Pamiętam moją pierwszą lalkę Barbie. Miała na imię Petra i dostałam ją od cioci z Niemiec. Pilnowałam jej jak oczka w głowie, potrafiłam się nią bawić całymi dniami. Kiedy więc zobaczyłam biografię Ruth Handler - twórczyni mojej Petry, musiałam przeczytać tę książkę!
Biografie bywają różne. Ja najbardziej lubię te, które czyta się jak najlepszą emocjonującą powieść. Te, w których ludzie udowadniają, że sukces okupiony jest zmęczeniem, potem, okrutnie ciężką pracą i często zaniedbywaniem swojego życia rodzinnego.
I taka właśnie jest historia Ruth. Ruth, która z maleńkiej firmy balansującej często na granicy bankructwa zrobiła prawdziwe imperium zabawek. I która stworzyła lalkę, którą chciała mieć absolutnie KAŻDA dziewczynka na świecie.
Ruth miała w sobie to coś. Haryzmę, niesamowitą pewność siebie, niegasnącą wiarę w to, że się uda. Pracowała wraz ze swoim mężem bez wytchnienia, wciąż tworząc i ulepszając i wycinając konkurencję w pień.
Ale to nie jest tylko historia sukcesu. To też historia kobiety oskarżonej o przekręty finansowe i fałszowanie faktur. Historia kobiety w świecie mężczyzn, która do sal konferencyjnych musiała przemykać przez kuchnię. Historia kobiety chorej na raka piersi i poddanej mastektomii.

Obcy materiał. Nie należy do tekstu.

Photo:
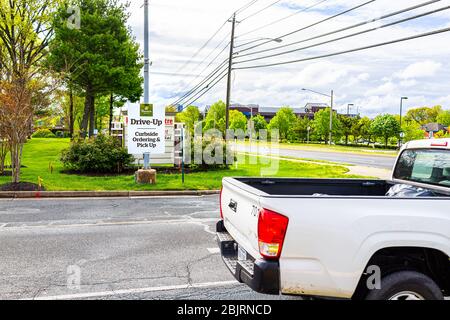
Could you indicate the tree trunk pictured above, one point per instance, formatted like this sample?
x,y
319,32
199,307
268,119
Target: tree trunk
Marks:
x,y
92,117
71,115
3,152
16,156
111,106
87,109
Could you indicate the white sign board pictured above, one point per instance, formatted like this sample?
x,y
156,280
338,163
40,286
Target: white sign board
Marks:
x,y
146,129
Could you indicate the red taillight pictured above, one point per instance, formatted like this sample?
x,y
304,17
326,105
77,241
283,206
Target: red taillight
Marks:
x,y
439,144
272,229
220,203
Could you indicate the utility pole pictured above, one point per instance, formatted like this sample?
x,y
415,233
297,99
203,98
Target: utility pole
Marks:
x,y
331,117
401,113
146,70
230,64
348,108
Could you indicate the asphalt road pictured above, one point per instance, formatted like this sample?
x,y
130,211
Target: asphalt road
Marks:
x,y
375,161
157,248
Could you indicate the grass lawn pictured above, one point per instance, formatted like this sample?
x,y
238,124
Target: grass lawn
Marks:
x,y
41,154
323,147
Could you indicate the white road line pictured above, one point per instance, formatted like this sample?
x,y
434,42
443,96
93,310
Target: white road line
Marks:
x,y
134,291
199,222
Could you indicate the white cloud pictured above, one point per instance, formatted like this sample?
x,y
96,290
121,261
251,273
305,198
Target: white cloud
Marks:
x,y
373,79
421,69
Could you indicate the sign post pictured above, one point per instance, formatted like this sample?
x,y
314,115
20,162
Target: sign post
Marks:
x,y
146,135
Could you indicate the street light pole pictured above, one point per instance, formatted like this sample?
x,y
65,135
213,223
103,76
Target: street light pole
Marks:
x,y
146,70
331,117
348,108
401,112
230,64
331,96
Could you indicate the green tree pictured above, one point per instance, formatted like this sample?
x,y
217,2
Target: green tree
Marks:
x,y
424,115
362,129
321,125
190,116
444,118
215,118
25,33
412,131
300,130
238,121
348,124
284,122
259,123
102,55
385,127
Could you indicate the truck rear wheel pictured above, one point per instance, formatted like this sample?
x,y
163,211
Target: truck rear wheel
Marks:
x,y
406,285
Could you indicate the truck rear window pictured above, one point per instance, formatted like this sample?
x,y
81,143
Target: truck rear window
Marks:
x,y
431,166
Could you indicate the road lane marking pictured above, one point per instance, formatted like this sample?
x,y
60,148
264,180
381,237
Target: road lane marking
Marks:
x,y
199,222
135,291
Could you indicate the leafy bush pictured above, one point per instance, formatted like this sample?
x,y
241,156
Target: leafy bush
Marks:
x,y
43,133
103,154
213,149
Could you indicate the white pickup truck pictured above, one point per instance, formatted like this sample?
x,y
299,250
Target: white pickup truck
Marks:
x,y
358,239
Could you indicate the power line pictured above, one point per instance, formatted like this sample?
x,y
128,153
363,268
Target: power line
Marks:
x,y
282,19
171,74
348,36
220,77
312,25
202,47
193,90
245,7
344,29
209,64
422,35
259,11
209,88
204,86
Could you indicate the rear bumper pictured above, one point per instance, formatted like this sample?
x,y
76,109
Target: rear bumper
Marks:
x,y
261,275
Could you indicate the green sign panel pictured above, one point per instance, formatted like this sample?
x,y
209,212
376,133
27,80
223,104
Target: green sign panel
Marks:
x,y
146,110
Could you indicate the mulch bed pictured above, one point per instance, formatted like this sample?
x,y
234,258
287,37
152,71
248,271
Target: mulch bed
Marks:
x,y
125,172
21,186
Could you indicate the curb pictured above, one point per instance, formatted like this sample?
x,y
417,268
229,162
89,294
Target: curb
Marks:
x,y
101,194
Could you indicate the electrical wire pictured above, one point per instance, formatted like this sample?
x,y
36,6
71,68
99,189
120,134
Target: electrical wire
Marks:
x,y
193,90
206,67
259,11
203,86
202,47
282,19
422,35
312,25
344,29
349,36
245,7
209,88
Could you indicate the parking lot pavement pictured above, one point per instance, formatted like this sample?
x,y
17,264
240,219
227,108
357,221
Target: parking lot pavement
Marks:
x,y
156,248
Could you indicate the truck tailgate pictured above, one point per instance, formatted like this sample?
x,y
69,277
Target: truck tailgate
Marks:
x,y
240,208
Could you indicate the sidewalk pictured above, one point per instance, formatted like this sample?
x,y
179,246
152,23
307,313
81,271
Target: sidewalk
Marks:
x,y
102,194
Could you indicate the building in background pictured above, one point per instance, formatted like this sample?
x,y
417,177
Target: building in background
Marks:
x,y
269,112
432,128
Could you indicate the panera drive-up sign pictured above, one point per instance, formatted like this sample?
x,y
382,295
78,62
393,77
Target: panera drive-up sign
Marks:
x,y
146,129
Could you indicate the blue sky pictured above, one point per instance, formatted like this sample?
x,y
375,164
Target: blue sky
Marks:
x,y
374,80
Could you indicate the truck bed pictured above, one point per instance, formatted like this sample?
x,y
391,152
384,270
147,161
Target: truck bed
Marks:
x,y
310,187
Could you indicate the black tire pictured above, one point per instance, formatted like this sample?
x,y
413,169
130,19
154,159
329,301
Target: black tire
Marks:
x,y
406,282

Blaski i cienie sławy oraz najpopularniejsze zabawki, które na pewno kojarzycie ze swojego dzieciństwa. Bardzo polecam Wam tę książkę.
Biorąc pod uwagę ile czasu spędziłam bawiąc się lalkami Barbie aż wstyd, że tak mało wiedziałam o jej twórczyni.
Świetna biografia, chociaż zdarzało się autorce gubić moje zainteresowanie przy niektórych momentach. Czy polecam? Jak najbardziej, wszystkim małym dziewczynką, które kiedy wolały Barbie, jak dorośnięcie będziecie chciały poznać historię Ruth.